Removing Duplicates With Filtering
Merging, joining or grouping results from several services can result in duplicate items in the combined result. You can remove duplicates with the <filter> statement and a filter expression that uses the axis feature in XPath to compare preceding or following items. See XPath Axes for basic information on this XPath feature.
To remove duplicates in a mashup, simply merge, join or group results. If needed, sort the combined results based on the key field that determines uniqueness. This ensures that duplicates are contiguous.
Then use <filter> with a filtering expression that compares the key value of either the preceding or following 'item' to determine if this 'item' is unique. See Unique Filter Example for an example of removing duplicates.
XPath Axes
Axes in XPath are a syntax that allow XPath expressions to refer to other nodes based on a relationship with the node that is the current context. Take a simple <filter> statement, such as this:
<filter inputvariable="$a" outputvariable="$a" filterexpr="/rss/channel/item[contains(title,'Java')" />]

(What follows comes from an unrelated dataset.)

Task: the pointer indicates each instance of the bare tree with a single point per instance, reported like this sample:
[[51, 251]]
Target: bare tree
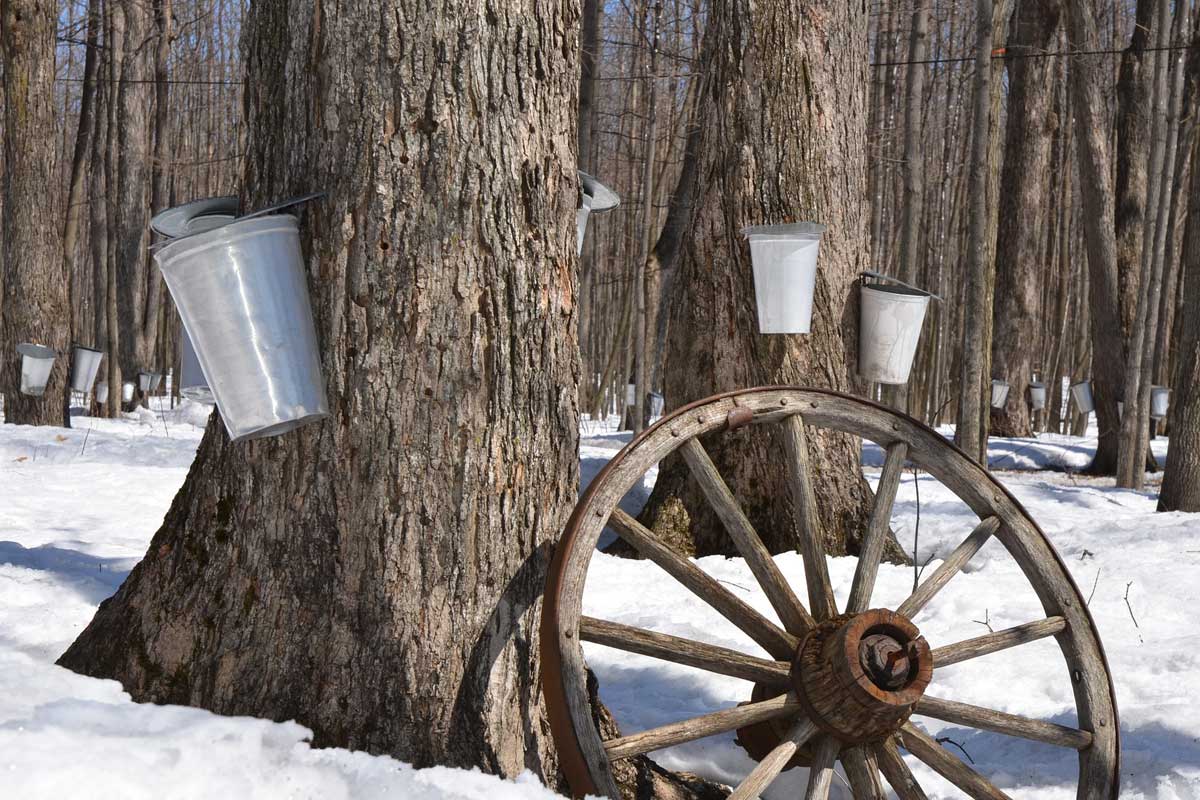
[[405, 539], [33, 288], [1026, 199], [769, 151]]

As the filter is processed, it checks each item node and that node becomes the current context. The title node in this example, in fact, uses the default XPath axis -- the child axis. Because there is no other axis identifier, the filter looks for title as a child of item.
There are many other axes in XPath that allow you to refer to previous nodes, following nodes, the parent node, ancestor nodes, descendant nodes and many more. See the XPath 2.0 specification for a complete list of valid axes.
To use a different axis than the default child axis, you add a prefix to each node name in the form:
axis-name::node-name
For example, preceding::item identifies any item node that comes before the current node and is not an ancestor. The path expression ancestor::channel identifies the channel node that is a parent or earlier ancestor at any level of the document to the current node. You can also use wildcards, such as following::* or following::node() to identify all following nodes of any name.
To filter out duplicates, you typically use one of these axes:
preceding: any nodes from the document root node to the current context node that come before the current context in document order and are not ancestor nodes of the current context.
following: any nodes that come after the current context in document order and are not descendants of the current context.
preceding-sibling: any nodes that have the same parent as the current context and occur before the current context in document order.
following-sibling: any nodes that have the same parent as the current context and occur after the current context in document order.
Unique Filter Example
This example merges the results from two RSS services and then checks the title of each item to remove duplicates:
<mashup xmlns:xsi= "http://www.w3.org/2001/XMLSchema-instance"
xsi:schemaLocation="http://www.openemml.org/2009-04-15/EMMLSchema
../schema/EMMLSpec.xsd"
xmlns="http://www.openemml.org/2009-04-15/EMMLSchema"
xmlns:macro="http://www.openemml.org/2009-04-15/EMMLMacro"
name = "MergeFeeds">
<output name="result" type="document"/>
<!-- invoke two RSS feeds -->
<directinvoke outputvariable="$feed1"
endpoint="http://www.nytimes.com/services/xml/rss/nyt/HomePage.xml" />
<directinvoke outputvariable="$feed2"
endpoint="http://www.nytimes.com/services/xml/rss/nyt/World.xml" />
<!-- merge the results -->
<merge inputvariables="$feed1, $feed2" outputvariable="result"/>
<!-- filter for unique items based on title -->
<filter inputvariable="$result" outputvariable="$result"
filterexpr="/rss/channel/item[not(preceding::title = ./title)]" />
</mashup>
The filtering expression uses:
The not() XPath function to negate the comparison. It only selects items that do not have any preceding items with matching titles.
The preceding axis to check all previous titles in the merged feeds against the title for the current item.
Because of the structure of RSS results, you could also use preceding-sibling::item/title. If you sort the results based on item/title you could also simply check just the closest item title with preceding-sibling::item[1]/title to rule out duplicates.
The . in ./title is the short syntax to identify the current context node. This selects the child title for the current context to compare it to all previous titles.
Enterprise Mashup Markup Language (EMML) Documentation is licensed under a Creative Commons Attribution-Share Alike 3.0 United States License.